Pope Benedict was famous for using the term “dictatorship of relativism” to identify a central cultural challenge to Christianity and society in the contemporary world. Lately, I have been wondering whether we could coin a new phrase to capture the present moment. While the “Dictatorship of Relativism” captures the danger of the intellectual conviction that all ways of life are relative, none claiming superiority to another, another danger follows in its wake.

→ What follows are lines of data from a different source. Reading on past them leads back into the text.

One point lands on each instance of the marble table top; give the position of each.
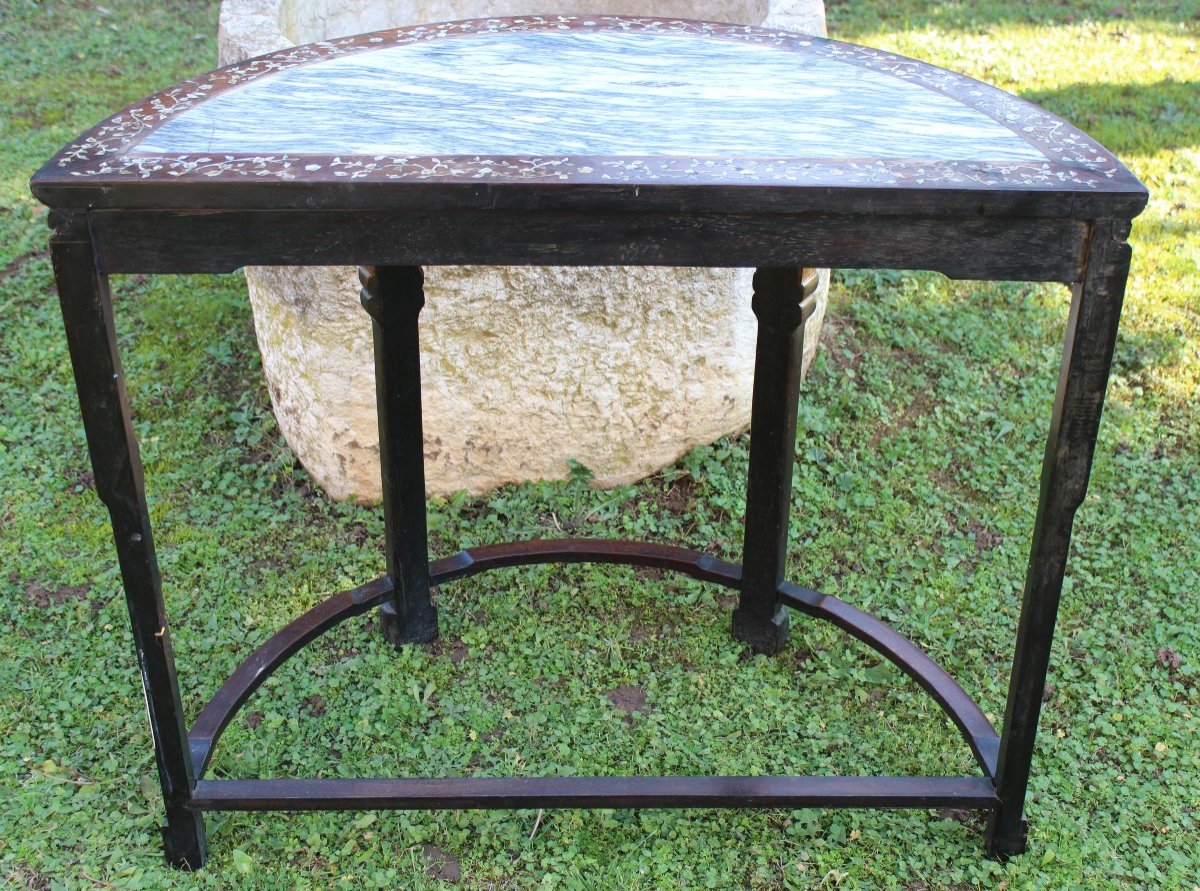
(588, 100)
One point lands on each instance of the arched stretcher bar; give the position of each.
(593, 791)
(559, 139)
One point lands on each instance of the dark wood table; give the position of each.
(579, 141)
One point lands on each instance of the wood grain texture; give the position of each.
(214, 241)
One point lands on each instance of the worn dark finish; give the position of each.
(118, 210)
(1083, 380)
(967, 717)
(450, 794)
(783, 303)
(117, 465)
(279, 647)
(963, 247)
(394, 297)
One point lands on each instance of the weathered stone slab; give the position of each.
(525, 368)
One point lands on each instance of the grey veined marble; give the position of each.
(592, 93)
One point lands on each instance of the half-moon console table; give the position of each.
(579, 141)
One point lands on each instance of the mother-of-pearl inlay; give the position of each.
(587, 94)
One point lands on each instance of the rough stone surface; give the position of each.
(523, 368)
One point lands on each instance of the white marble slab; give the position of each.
(586, 94)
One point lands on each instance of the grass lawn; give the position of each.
(921, 435)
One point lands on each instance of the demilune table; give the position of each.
(579, 141)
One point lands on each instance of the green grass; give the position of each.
(919, 444)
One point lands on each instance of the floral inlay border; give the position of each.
(1073, 160)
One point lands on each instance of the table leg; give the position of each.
(394, 297)
(783, 302)
(117, 466)
(1083, 380)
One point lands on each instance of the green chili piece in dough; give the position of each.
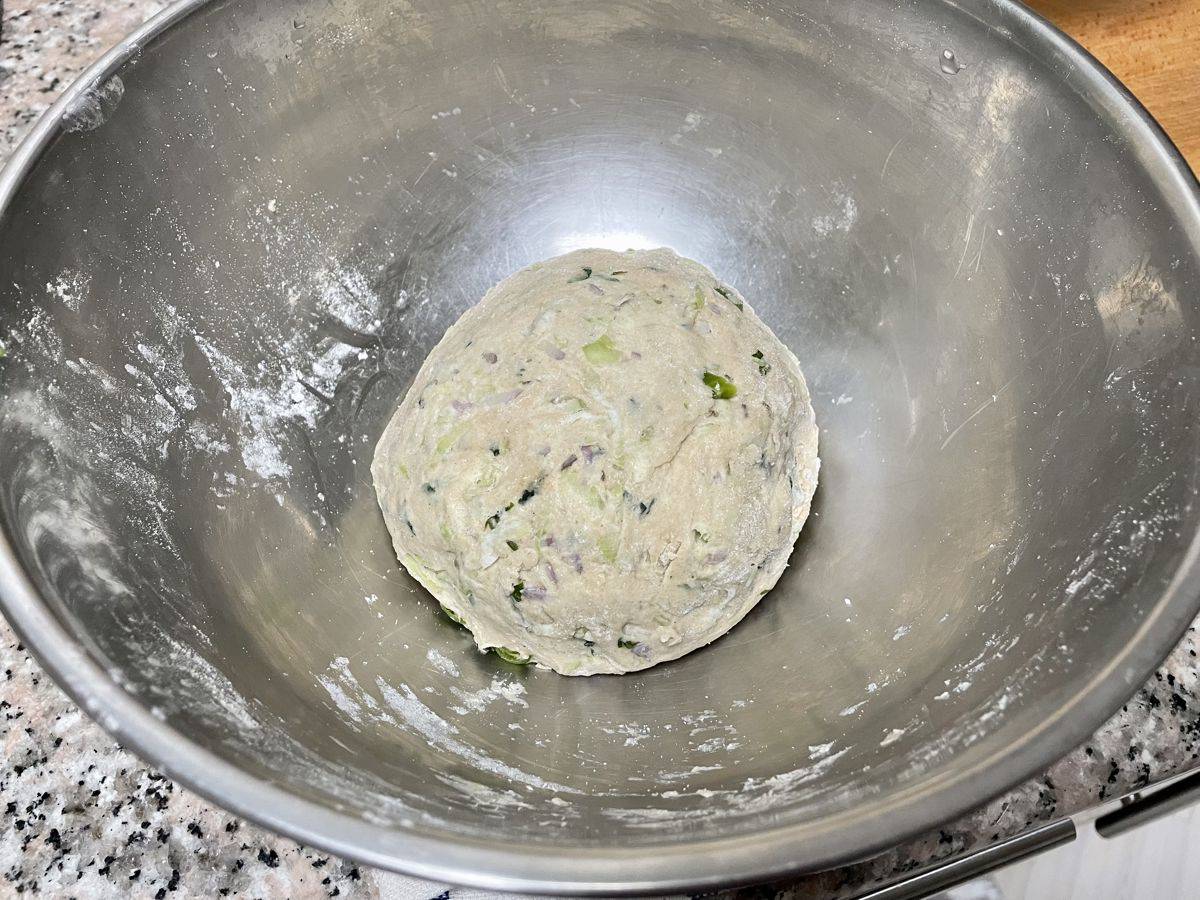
(516, 659)
(601, 352)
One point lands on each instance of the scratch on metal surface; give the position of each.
(883, 172)
(966, 244)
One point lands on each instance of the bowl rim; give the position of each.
(702, 864)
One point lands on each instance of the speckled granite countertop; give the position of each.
(84, 817)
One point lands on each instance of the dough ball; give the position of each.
(604, 465)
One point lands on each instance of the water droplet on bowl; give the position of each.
(951, 64)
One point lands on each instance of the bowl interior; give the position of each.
(219, 280)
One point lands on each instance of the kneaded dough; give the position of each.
(604, 465)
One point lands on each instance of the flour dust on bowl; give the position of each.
(217, 281)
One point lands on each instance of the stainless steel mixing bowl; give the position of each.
(227, 250)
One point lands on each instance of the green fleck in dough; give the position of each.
(723, 388)
(601, 352)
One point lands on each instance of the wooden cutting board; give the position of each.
(1152, 46)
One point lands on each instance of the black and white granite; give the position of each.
(83, 817)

Decades of living under the Dictatorship of Relativism has produced a generation wounded by its excesses. The wages of the sexual revolution are the millions of emotionally wounded young people who populate our high schools, colleges, and communities. These people live, not under the intellectual commitment of relativism, but rather the emotional burden of self-acceptance and self-affirmation. The present generation operates, not under an intellectual conviction, but rather an emotional need–and woe to the one who stands in the way of fulfilling it.
This “Dictatorship of Disfunction” manifests itself in the frantic attempt to look good, to be liked, and to be affirmed at all costs. It spreads through social media, through university culture, and even through family expectations. Its destructiveness lies in the way it keeps the self at the center of the world, all claims of truth or goodness finding their orientation in relation to it.
But it does not need to be this way. Today on the Solemnity of the Immaculate Conception, we see that God has prepared a different path. It leads through love of others and love of truth. It is lined with humility and simplicity. It is paved with trust, not frantic anxiety. Every step finds shade under the mantle of the Blessed Mother. And at the end of the journey lies the healing of what has been wounded and the sure foundation upon which to build a future.